Dealing with Disability or Illness

Published on: Tuesday 14 February 2017

While no one wants to experience a traumatic disability or sickness, we all remain vulnerable to such tragedies. Shock, skepticism, denial, angriness and despair often follow an overwhelming injury or sickness. People clearly find it extremely difficult to deal with such an unwelcome event. Children risk developing low self-image. Most folks who suffer from disability or lingering sickness require aid adjusting to and accepting their current circumstances and planning for their future.


As well as the individual's life, long term sickness and disability can affect one’s family. Spouses, kids and extended family often are deeply affected by the subject's difficulty, discomfort or suffering. Family members may feel emotionally or physically unready to adjust to new circumstances or to supply their assistance.

When coping with disability or illness or while undergoing hospital therapy, folks can derive significant advantage from working with a therapist or advisor who has the clinical experience and understanding to guide them through such an emergency. Susceptible to the issues faced by everybody concerned, a psychologist provides the individual or family with new viewpoints and coping skills. A life which has become clearly more limited or is getting near completion can still be stuffed with happiness, meaning and happy relationships.

Individuals need adequate time to work through the complex array of issues associated with making significant life changes and changing perspectives of the future. While illness and mortality are at the heart of the human condition, they vary widely in the emotional reaction evoked. Treatment thus requires the sort of therapeutic intervention that takes account of the explicit facets of one’s disability or illness, personality, and social circumstances.
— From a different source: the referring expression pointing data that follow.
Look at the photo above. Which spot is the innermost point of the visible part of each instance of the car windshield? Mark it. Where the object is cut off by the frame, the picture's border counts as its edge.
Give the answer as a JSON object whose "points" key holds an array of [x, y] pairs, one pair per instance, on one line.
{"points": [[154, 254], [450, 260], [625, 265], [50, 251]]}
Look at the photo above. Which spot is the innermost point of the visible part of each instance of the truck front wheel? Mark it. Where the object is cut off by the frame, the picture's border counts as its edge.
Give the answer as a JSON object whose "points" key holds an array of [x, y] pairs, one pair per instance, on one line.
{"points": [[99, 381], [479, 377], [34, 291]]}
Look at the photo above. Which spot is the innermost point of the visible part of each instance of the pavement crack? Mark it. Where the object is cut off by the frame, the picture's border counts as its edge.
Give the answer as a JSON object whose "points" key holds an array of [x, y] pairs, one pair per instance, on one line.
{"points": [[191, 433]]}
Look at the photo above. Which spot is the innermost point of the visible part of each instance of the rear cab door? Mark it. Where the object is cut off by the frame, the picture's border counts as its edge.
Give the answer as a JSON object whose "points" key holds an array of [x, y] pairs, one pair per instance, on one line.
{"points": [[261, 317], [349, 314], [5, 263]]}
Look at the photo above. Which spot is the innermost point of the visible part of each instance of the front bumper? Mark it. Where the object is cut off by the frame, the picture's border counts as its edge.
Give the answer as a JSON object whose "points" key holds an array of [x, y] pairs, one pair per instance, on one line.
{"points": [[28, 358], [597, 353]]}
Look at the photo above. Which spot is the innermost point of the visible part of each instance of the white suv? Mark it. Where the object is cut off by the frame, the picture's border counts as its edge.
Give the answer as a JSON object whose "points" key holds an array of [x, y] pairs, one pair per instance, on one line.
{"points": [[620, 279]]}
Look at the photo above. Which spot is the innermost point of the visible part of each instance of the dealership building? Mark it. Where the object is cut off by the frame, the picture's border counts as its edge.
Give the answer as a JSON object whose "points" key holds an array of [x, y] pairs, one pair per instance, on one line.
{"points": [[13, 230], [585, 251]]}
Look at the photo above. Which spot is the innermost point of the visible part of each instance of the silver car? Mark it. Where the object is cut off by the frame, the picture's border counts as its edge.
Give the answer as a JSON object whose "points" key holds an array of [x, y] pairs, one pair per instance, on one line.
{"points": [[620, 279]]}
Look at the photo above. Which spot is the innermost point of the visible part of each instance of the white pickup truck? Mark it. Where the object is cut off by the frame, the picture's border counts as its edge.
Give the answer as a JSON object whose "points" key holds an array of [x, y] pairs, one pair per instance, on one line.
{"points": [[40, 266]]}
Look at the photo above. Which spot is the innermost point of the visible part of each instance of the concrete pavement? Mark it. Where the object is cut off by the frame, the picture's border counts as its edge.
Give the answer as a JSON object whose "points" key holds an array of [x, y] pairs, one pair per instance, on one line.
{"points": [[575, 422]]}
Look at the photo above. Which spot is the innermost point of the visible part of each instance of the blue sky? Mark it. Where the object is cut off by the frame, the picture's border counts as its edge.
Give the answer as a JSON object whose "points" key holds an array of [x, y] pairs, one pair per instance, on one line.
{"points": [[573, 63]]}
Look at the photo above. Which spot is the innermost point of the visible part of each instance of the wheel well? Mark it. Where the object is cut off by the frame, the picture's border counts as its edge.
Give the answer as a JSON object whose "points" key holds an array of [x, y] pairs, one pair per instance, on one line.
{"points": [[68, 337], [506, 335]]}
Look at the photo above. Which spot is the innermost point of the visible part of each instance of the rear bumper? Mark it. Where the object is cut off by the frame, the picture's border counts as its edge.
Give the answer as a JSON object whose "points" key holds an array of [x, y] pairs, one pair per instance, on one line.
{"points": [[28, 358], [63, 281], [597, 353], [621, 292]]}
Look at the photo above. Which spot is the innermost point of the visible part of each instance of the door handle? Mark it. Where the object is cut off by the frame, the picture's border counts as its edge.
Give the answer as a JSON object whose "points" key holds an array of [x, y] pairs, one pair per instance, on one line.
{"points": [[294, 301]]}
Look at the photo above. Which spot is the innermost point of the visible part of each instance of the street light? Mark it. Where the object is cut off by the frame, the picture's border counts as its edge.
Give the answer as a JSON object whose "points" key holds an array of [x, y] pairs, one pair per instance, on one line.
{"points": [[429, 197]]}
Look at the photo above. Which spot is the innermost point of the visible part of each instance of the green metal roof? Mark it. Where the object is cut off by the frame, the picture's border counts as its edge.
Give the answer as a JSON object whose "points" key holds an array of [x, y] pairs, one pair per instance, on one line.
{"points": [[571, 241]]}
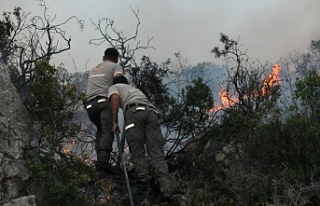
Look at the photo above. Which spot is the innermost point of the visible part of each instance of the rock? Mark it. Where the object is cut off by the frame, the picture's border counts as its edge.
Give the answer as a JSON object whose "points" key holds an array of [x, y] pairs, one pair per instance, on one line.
{"points": [[22, 201], [14, 138]]}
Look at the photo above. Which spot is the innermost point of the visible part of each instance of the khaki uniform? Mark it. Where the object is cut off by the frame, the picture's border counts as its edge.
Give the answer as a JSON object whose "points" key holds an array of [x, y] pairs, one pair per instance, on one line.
{"points": [[143, 134], [98, 107]]}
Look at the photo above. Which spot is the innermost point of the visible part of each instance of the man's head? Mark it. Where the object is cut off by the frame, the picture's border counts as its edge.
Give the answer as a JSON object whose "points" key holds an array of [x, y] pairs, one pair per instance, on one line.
{"points": [[111, 54], [120, 79]]}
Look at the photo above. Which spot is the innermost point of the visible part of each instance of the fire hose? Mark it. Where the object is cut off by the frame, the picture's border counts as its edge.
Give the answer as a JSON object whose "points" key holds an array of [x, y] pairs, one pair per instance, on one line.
{"points": [[120, 148]]}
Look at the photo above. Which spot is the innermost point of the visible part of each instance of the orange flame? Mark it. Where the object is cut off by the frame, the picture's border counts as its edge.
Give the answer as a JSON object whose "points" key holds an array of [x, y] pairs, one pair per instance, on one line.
{"points": [[227, 100], [272, 79]]}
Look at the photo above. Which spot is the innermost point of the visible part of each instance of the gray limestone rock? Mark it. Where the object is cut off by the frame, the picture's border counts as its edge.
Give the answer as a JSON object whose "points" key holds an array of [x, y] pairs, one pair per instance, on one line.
{"points": [[14, 138]]}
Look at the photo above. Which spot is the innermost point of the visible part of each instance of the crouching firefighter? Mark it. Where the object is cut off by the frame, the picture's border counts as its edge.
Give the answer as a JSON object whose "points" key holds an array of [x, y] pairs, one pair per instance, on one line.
{"points": [[99, 110], [143, 135]]}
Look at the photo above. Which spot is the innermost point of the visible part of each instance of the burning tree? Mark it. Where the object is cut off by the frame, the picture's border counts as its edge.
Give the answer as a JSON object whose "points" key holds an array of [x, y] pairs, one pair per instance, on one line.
{"points": [[249, 96]]}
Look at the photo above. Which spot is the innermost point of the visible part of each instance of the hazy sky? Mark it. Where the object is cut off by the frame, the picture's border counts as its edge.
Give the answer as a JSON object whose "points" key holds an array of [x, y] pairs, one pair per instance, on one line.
{"points": [[268, 29]]}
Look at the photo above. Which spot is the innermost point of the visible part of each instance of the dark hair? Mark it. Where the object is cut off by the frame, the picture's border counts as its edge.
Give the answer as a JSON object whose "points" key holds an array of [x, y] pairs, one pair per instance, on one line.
{"points": [[120, 79], [113, 52]]}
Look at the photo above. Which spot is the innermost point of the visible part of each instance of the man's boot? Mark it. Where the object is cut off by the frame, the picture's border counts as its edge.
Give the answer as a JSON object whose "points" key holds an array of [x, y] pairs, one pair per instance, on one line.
{"points": [[143, 196], [105, 169]]}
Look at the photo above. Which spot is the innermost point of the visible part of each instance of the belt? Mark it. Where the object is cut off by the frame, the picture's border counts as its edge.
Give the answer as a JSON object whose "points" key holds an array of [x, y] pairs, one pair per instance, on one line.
{"points": [[128, 106], [97, 98], [100, 99]]}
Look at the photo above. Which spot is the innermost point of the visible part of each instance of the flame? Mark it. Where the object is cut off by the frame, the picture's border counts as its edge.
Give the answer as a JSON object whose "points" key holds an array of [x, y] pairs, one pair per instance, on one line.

For expert help with the emotional burdens of sickness or disability, hunt down a psychologist or counselor who makes a specialist of this area. The consultant should be informed about the various mental stages people pass through before they can resolve, accept and certainly adapt to new, often trying circumstances. As a patient, you must experience your specialist as an empathic listener and as somebody respectful of your continuing struggle. Eventually, your therapist should provide you with support and supply a knowledge-based and pragmatic vision of possibility.